The energies and RMSD plots (Fig. 4) demonstrated a well-behaved MD simulation for both the wt and G48V-SQV systems. After 400 ps, the RMSD fluctuates 1.27–1.78 Å for the wt and 1.29–1.80 Å for the mutant. The fluctuation is <0.5 Å over the entire production phase. This structural fluctuation is not uncommon in the typical MD simulation of protein, indicating the reliable equilibration of the system in this study. In Table 3, the low RMSD values calculated from 100 snapshot structures taken from the production phase suggested the structures in each set were similar to each other.
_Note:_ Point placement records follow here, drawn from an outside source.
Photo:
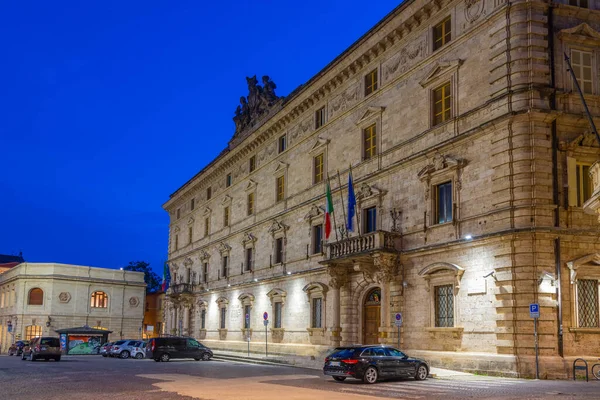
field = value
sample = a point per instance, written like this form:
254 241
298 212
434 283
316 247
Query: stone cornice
326 82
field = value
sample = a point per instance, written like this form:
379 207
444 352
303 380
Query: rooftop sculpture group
258 103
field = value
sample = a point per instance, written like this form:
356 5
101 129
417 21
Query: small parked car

This allows useful information to be extracted from the MD trajectories. Analysis of some statistic quantities such as structure and dynamics was performed from the trajectories of wt-mono25 and mt-mono25 systems.

FIGURE 4.

FIGURE 4

Plots of the energies (A) and RMSDs (B) versus the simulation time for the wt and G48V-SQV complex. The obtained RMSD was computed using the structure at t = 0 as a reference.

TABLE 3.

Mean global RMSD values calculated from a set of 100 snapshot structures of the 600 ps production phase

〈RMSD〉(Å)
Dipro Mono25 Mono25′ Unpro
wt Backbone 0.90 ± 0.13 0.86 ± 0.12 0.87 ± 0.11 0.83 ± 0.11
Heavy atoms 1.56 ± 0.22 1.45 ± 0.17 1.48 ± 0.18 1.39 ± 0.15
G48V Backbone 0.83 ± 0.11 0.86 ± 0.13 0.85 ± 0.12 0.86 ± 0.12
Heavy atoms 1.39 ± 0.18 1.52 ± 0.22 1.51 ± 0.21 1.47 ± 0.19

Structural similarity between the wild-type and the mutant

The global backbone RMSD of the x-ray versus the average MD structure of the wt of 1.04 Å indicates that overall main-chain structures of the complex in the crystal state and in solution are similar. In addition, comparison of the two average MD structures between the wt and the G48V mutant resulted in a backbone RMSD of 0.70 Å. This suggests that the tertiary structure of the G48V mutant was insignificantly different from the native enzyme.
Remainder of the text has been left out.